I'm sure the locals, and perhaps most of the English, are used to the idea of a rocky beach. But I'll never forget the crunching sound my feet made as they walked across Brighton's beaches, and I can't imagine spreading a towel, and laying down on those rocks to enjoy a sunny day. Yet they catch the eye, and they possess a certain beauty, in their own way.

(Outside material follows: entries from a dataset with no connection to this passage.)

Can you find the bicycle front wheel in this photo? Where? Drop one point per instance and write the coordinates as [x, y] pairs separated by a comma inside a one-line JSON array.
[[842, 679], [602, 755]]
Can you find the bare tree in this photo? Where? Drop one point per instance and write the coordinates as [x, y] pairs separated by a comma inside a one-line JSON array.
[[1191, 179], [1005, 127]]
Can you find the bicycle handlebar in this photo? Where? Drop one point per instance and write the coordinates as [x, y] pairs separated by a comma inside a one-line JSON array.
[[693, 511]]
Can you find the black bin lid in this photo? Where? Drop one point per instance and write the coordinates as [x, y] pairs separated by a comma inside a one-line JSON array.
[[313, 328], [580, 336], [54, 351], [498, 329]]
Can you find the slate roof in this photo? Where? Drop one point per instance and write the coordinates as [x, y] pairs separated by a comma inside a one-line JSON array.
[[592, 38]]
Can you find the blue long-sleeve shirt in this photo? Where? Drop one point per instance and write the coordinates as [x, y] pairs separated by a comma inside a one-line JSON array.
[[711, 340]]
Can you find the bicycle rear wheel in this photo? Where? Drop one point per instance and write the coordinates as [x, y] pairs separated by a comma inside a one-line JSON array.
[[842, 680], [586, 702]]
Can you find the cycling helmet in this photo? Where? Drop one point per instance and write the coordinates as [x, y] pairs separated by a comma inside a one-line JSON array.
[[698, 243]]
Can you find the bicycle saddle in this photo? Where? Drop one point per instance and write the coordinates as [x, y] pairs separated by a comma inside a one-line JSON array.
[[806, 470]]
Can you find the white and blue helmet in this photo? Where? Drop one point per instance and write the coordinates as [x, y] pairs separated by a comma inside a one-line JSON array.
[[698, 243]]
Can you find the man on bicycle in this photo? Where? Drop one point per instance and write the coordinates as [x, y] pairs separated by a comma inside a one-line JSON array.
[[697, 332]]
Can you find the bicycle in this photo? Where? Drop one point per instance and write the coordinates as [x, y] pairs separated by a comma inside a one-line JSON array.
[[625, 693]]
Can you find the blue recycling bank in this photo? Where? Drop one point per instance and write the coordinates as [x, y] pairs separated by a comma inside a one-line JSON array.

I found the rocks at the bottom of nearby Black Rock raised beach quite interesting. I have no idea what Edward Taynton (in E. F. Benson's novel The Blotting Book) might have told his young men about these rocks, had he served as a guide on the expedition. Lacking any real knowledge of geology, the only thing I can liken them to is pebble candy. So many different colors, shapes, and sizes, and often the inside looked completely different from the outer coating.
Ice Age man might have found similar beauty in different colors and shapes of rocks, but his appreciation was necessarily more pragmatic. In last month's post, Growing Up During The Ice Age, I related to you how the young protagonist Loon (in Kim Stanley Robinson's novel Shaman) is sent off on his trial of manhood. Lacking anything from the community he grew up with, he is forced to draw on the resources he finds around him.
|Ice Age stone tools, |
courtesy of the Brighton Museum
To make his first set of clothes, he finds a rock such as those in the photo above, and uses it to cut and weave a thin but intricate wooden suit. Today's power tools help us fashion wood into practically any shape we desire. Yet I imagine that not one modern woodworker in a thousand could match Loon's feat. Loon and his people were primitives, right?